Y a-t-il eu des cas de policiers qui sollicitent une prise en charge de façon volontaire ?
Pas beaucoup, au début, mais il y en a eu. Il faut savoir que 80% des policiers viennent de l'intérieur du pays. La seule chose à laquelle ils aspirent, c'est de rentrer chez eux, après des années de carrière. De ce fait, quand ils se sentent mal ou un peu déprimés, ils prennent attache avec la cellule de suivi psychologique de leur wilaya. Il y a eu ceux qui se sont sentis mal et ont préféré faire appel à la cellule dans l'espoir de ne pas commettre l'irréparable avec leur arme. Si le psychologue de cette structure décèle un traumatisme, la cellule répond favorablement à la demande du policier, lequel est soumis parallèlement à un suivi psychologique. Parfois, c'est la famille qui nécessite une thérapie, du fait des durs moments durant des années. Les mécanismes mis en place pour préserver les intérêts moraux du policier ont fonctionné.
Es-ce que le fait d'avoir été confrontés directement au terrorisme a transformé des policiers en hommes violents ou poussé au suicide ?

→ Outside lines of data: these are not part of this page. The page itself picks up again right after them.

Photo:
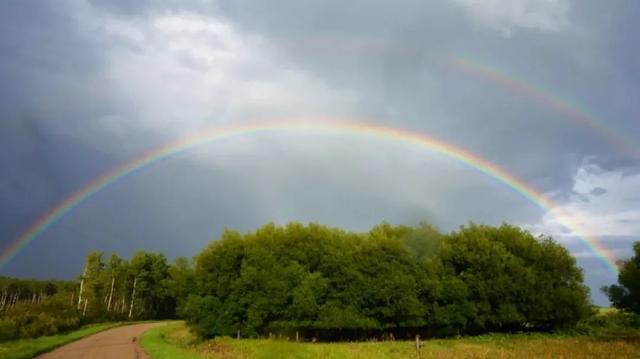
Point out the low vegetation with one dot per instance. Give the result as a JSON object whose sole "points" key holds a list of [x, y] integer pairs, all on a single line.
{"points": [[177, 342], [28, 348], [316, 291]]}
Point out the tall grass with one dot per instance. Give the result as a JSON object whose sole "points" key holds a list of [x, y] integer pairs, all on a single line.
{"points": [[28, 348], [176, 342]]}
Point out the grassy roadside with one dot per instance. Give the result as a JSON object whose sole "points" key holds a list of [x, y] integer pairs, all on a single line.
{"points": [[175, 341], [171, 341], [28, 348]]}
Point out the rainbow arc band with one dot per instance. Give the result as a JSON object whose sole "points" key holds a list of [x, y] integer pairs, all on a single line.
{"points": [[571, 112], [337, 126]]}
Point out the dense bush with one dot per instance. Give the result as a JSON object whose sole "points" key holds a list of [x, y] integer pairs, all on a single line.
{"points": [[329, 283], [27, 320]]}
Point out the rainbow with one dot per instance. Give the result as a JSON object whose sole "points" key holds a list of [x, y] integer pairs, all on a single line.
{"points": [[358, 128], [570, 111]]}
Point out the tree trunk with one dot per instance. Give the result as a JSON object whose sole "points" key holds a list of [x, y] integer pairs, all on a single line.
{"points": [[113, 282], [84, 272], [133, 297]]}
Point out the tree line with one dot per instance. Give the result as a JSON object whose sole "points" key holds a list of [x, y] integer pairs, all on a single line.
{"points": [[313, 281], [108, 289], [328, 283]]}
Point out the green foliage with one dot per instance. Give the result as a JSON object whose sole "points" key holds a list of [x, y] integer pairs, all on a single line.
{"points": [[626, 294], [29, 348], [329, 283]]}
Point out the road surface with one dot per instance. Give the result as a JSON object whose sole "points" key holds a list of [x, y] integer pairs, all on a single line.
{"points": [[116, 343]]}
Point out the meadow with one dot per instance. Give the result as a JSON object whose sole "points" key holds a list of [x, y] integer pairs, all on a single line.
{"points": [[28, 348], [175, 341]]}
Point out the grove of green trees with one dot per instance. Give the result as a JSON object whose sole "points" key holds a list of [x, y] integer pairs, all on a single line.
{"points": [[328, 283], [113, 289], [313, 281]]}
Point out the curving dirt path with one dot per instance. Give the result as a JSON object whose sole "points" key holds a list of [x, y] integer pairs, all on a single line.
{"points": [[116, 343]]}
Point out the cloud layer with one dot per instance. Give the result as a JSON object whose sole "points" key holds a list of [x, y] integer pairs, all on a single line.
{"points": [[88, 85]]}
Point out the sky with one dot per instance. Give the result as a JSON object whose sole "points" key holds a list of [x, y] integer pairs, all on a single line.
{"points": [[547, 90]]}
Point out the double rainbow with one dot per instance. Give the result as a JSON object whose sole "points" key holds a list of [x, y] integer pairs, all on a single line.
{"points": [[349, 127]]}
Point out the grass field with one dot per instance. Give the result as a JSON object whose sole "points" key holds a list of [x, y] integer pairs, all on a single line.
{"points": [[175, 341], [28, 348]]}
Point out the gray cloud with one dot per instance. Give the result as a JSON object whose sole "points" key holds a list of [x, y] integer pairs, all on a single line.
{"points": [[88, 84]]}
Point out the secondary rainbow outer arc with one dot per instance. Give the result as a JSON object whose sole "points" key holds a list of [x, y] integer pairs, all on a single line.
{"points": [[526, 88], [339, 126]]}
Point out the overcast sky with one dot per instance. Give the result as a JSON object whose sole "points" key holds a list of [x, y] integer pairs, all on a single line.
{"points": [[87, 85]]}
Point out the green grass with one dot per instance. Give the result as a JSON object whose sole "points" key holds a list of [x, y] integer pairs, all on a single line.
{"points": [[172, 341], [175, 341], [28, 348]]}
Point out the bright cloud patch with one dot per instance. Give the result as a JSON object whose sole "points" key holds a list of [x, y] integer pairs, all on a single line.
{"points": [[605, 204], [504, 15], [183, 71]]}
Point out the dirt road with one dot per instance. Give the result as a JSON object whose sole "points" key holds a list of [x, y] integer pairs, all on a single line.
{"points": [[117, 343]]}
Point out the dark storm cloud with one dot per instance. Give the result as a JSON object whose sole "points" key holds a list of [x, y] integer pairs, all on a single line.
{"points": [[88, 84]]}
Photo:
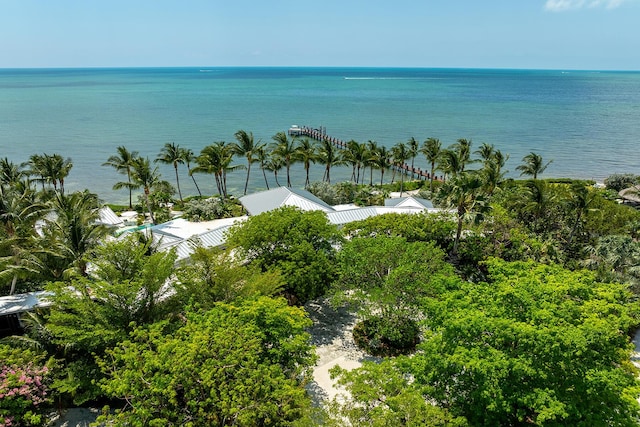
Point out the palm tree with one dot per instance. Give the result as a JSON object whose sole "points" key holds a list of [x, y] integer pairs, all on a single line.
{"points": [[413, 146], [307, 153], [274, 164], [74, 229], [533, 165], [245, 146], [171, 154], [432, 149], [381, 160], [123, 162], [486, 152], [370, 160], [355, 155], [10, 173], [286, 149], [35, 168], [216, 159], [464, 194], [262, 156], [19, 211], [329, 156], [61, 169], [462, 148], [142, 176], [400, 155], [188, 157], [580, 202]]}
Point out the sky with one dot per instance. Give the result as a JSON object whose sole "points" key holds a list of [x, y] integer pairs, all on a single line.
{"points": [[534, 34]]}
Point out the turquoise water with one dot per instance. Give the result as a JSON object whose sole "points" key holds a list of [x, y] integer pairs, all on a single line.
{"points": [[588, 122]]}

Nous n'avons pas de cas où le policier est devenu très violent. Mais plutôt des cas où nous avons décelé des signes de troubles psychologiques avec des niveaux de gravité. Cependant pour ce qui est du suicide, il n'est pas établi que le terrorisme en soit un facteur du passage à l'acte dans l'écrasante majorité des cas que nous avons eus, les motifs sont liés soit à des problèmes familiaux, soit sociaux. En fait, les mêmes raisons qui poussent les autres catégories de la population à se donner la mort, la différence entre les deux, est l'arme que possède le policier et qui l'encourage à se tirer une balle dans la tête rapidement. Les autres réfléchissent pendant longtemps au choix du moyen pour mettre un terme à leur vie. Entre temps, il se pourrait qu'ils changent d'avis. Mais avec une arme, il n'y a pas cette phase d'hésitation. Les cellules de suivi psychologique ont mis en place des mécanismes d'alerte qui ont donné de bons résultats. Il s'agit de sensibiliser les policiers en donnant l'alerte sur son collègue qui ne rentre plus chez lui, qui fume plus qu'avant, qui souffre d'insomnie ou tout autre trouble même banal, mais qui pourrait cacher un mal intérieur. Les premières mesures prises bien sûr en douceur consistent à désarmer l'agent, lui accorder un congé et en parallèle le faire suivre par un psychologue. De nombreux agents ont pu être soignés grâce à l'intervention de leurs collègues. Souvent, pour les cas de suicide, le problème est d'ordre familial. Alors le psychologue agit au niveau de celle-ci. Nous avons fait une enquête sur le phénomène du suicide et les chiffres depuis 1973 ne montrent pas une grande prépondérance durant la décennie des années 1990. La moyenne des suicides n'a pas vraiment évolué depuis. Notre objectif est d'arriver à déceler les problèmes familiaux et sociaux du policier pour pouvoir intervenir et éviter le passage à l'acte. Pour cela, il faut la coopération de la famille, des collègues et du policier lui-même.